I meant to mention that there are two two-part stations which need retesting, so a little soul-searching and calendar-checking needs to happen in the next few weeks.
I suppose the reason it took so long to admit to needing the retests was, in the Escher-Place that is the Mind of DTs, it is not entirely his fault.
‘Course it is. But how, How to convey that feeling without sounding like a whiny biatch? Best perhaps to tell the story.
To those who have never done an NREMT Practicals test, think “Job Interview.” Think of your worst job interview ever, the kind where you walk into the room and the interviewing guy looks at you, then presses an intercom button. “Miss Pertbottom, please tell the CEO I’ll be joining him in a few moments.” He turns to you and says, “So.
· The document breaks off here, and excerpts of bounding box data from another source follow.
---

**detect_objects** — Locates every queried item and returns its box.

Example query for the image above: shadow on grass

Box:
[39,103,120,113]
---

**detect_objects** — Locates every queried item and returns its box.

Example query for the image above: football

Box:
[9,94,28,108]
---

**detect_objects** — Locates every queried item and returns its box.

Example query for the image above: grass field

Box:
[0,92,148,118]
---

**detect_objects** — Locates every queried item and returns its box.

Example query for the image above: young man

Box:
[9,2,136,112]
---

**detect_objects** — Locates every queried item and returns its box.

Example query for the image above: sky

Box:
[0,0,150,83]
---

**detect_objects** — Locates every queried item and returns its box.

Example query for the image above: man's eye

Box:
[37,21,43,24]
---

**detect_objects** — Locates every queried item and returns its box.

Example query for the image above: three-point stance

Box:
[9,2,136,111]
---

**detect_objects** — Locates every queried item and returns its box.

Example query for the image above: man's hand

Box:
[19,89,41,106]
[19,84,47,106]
Tell me all about yourself.”
“Well, DTs,” you say placing hands on hips, “If you think there is the slightest chance your retest requirements are not your fault, why didn’t you say so to someone at the time?”
Suffice it to say that the NREMT has “A Procedure” for handling Those Who Would Protest, as efficient and welcoming as is their every other contact with humans, involving something about “drumhead courts-martial” and “high justice” and some other damn things I don’t understand. It is unpleasant, one gathers, which is not surprising from an organization which… but let’s not go there.
So, the two stations.
Station the First, believe it or not: IV Therapies. DTs performed this station perfectly using the artificial arm. The artificial arm is a lump of plastic molded to look like Keith Richards’ forearm, complete with a gnarled riverbed of mangled flesh over each of the artificial veins embedded in it. One spikes a bag of saline, cleanses a site on said arm, starts a line, adjusts flow and then administers a drug based on a mini-scenario given by the tester. Easy stuff, and the scenario is something along the lines of, “Your patient is dying of Blight’s Disease and you must administer the proper medication.” There, before you, is a big 1940’s syringe actually labelled “Blight’s Disease Antidote” so you clean a medi-port, clear the air, and dump that in.
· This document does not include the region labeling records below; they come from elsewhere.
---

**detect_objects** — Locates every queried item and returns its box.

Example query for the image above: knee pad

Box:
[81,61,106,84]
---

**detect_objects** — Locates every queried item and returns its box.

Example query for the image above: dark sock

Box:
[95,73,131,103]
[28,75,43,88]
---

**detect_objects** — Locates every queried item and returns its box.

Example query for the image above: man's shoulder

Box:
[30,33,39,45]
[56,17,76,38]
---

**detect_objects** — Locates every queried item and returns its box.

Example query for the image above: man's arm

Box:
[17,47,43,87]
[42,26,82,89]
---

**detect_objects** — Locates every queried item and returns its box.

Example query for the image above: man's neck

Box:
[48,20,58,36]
“How,” you ask skeptically, “Did you fail that one, O DTs?”
Easy – don’t use a tourniquet. The arms are so wasted, finding a vein is ridiculous. DTs finishes the entire station and notices that a tourniquet was not used. BUT, he got the line. And in the printed NREMT Station Requirements, which lists Things Which Must Happen Or You Fail, and Things Which Must Not Happen Or You Fail, nowhere does it address the use of a tourniquet. DTs mentions this to the examiner, who smirked disbelievingly. Somehow, the very young lady administering the station had the idea that Proper People Use Tourniquets. Might have grown up seeing posters like: “Girls: Make Him Use A Tourniquet.”, and “You Can’t See Veins: Use Tourniquets”. But really, baby, it felt better without… shut up, DTs.
And, not a problem, except the retest (at a different station site in the same building, with a different examiner) goes something like this:
“Hello, welcome to the IV station. My name is Bob Bingfordick. Please step outside.”
“May one ask why?”
“The last several candidates have complained that there’s something wrong with the fake IV arm and I need to test it.”
“Oh. Sure. No problem.”
Ten minutes pass.
“Come on back in here, DTs, and begin your test,” says Bob, looking at his watch.
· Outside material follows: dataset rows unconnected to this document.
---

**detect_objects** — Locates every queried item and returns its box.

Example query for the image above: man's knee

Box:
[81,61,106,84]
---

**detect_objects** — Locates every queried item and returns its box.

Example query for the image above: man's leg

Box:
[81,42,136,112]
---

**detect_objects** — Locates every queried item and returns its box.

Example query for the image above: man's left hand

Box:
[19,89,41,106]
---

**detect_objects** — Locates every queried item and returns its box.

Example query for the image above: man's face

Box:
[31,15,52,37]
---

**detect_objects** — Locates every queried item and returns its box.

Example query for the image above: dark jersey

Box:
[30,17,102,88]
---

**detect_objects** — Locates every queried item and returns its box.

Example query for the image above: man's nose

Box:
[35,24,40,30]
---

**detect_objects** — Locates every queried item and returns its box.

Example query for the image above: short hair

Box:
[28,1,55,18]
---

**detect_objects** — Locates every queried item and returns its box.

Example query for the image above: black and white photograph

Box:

DTs tries for a minute to get flash. It is no-go.
“Ok,” says DTs, “I’m not getting flash here – I’m going to verbalize flash instead.”
“You may not,” says Bob. “If you don’t get flash, you can’t administer meds.”
“Excuse me sir, but look at your sheet,” says DTs. “It says, Candidate may verbalize flash.”
“You may not,” says Bob. “If you don’t get flash, you can’t administer meds. And,” looking at his watch, “Your time is up.”
“Thank you, sir” says DTs on the outside.
Station the Second: Cardiology. Yes, an important station.
Here, DTs’ Inner Noobie shined through. I used to hate running RNs or retired MDs as patients because of this self-doubt, and thought I had rid myself of it. Found out I was wrong when the examiner introduced himself – and went on about his own credentials. This should be illegal:
“Hello. I am retired astronaut Major General “Bark” Barkington, Chief of Complicated Surgery at Mother Teresa Memorial Hospital, which I founded, and where I spent the last twelve weeks training their Total Thoracic Replacement Team in my own techniques. I also invented penicillin. And the Salk vaccine, but Jonas was feeling depressed that day so I tossed that to him instead of claiming it as my own. I have to perform in-utero brain surgery in half an hour, so let’s begin.”
This guy was Buckaroo Bonzai without the “Wherever you go, there you are” vibe.
In fact, during that whole “Here’s who I am speech”, what DTs heard was Dustin Hoffman wearing a floppy hat and long mustachios in Hook:
“And who here doesn’t belong? Someone here does not belong. I will weed you out.”
Gulp. And so it went, as self-fulfilling a prophecy as any ever uttered.
So there, that’s why. It’s wonderful when Areas For DTs Improvement are so obvious.